Actually, I don't think I have ever logged out of here. I logged in when I first signed up and that was that. I guess it just keeps me logged in 24/7.


----------



## william williamson (Feb 26, 2006)

the site survives on numbers for advertising,or at least the fishing one I've been going to since I got A computer does.so I give credence/respect to them all.
they asked that I log in for every visit,so I just do the "remember me" whenever the option is available.any time I click GP,I'm on-line to the site as A registered member.


----------



## MY MIKADO (Apr 7, 2006)

I like to be a shadow. I can see things that are going on without all of you knowing that I'm looking.


----------



## ThaLadyPit (Oct 12, 2008)

I'm guilty of being a guest sometimes, and I've referred several people here, and I know that until they're 100% sure they want to join, they view the site as guests as well. Yeah, stealth mode is awesome! Wish it worked on here like it does on Yahoo Messenger, lol.


----------



## SapphirePB (Jul 31, 2010)

All good points - I was just curious. thx

On another vBulletin site I use to frequent, it only let you view certain categories unless you were signed on, so the guest to members logged on was totally backwards from GPB. I mean there was a lot of activity and participation.
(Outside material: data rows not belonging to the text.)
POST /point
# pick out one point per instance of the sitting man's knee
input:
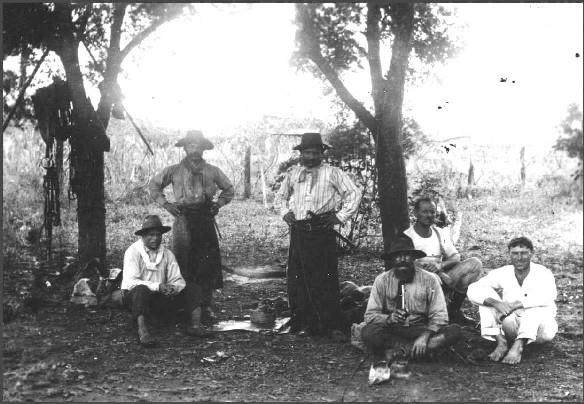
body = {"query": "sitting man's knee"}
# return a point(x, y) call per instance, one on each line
point(546, 333)
point(373, 336)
So for the lurkers reading this: take the plunge and become a member today!


----------



## ThaLadyPit (Oct 12, 2008)

Well, when you view as a guest, there are certain things that are unavailable to you, depending on your status here, i.e., Sharon and I are mods, but if we view as a guest, we have no access to VIP or Mod areas. Lauren and William are VIP, but if they view as a guest, they can't see VIP, just the general areas. Hope that helps to clear things up for you a bit.


----------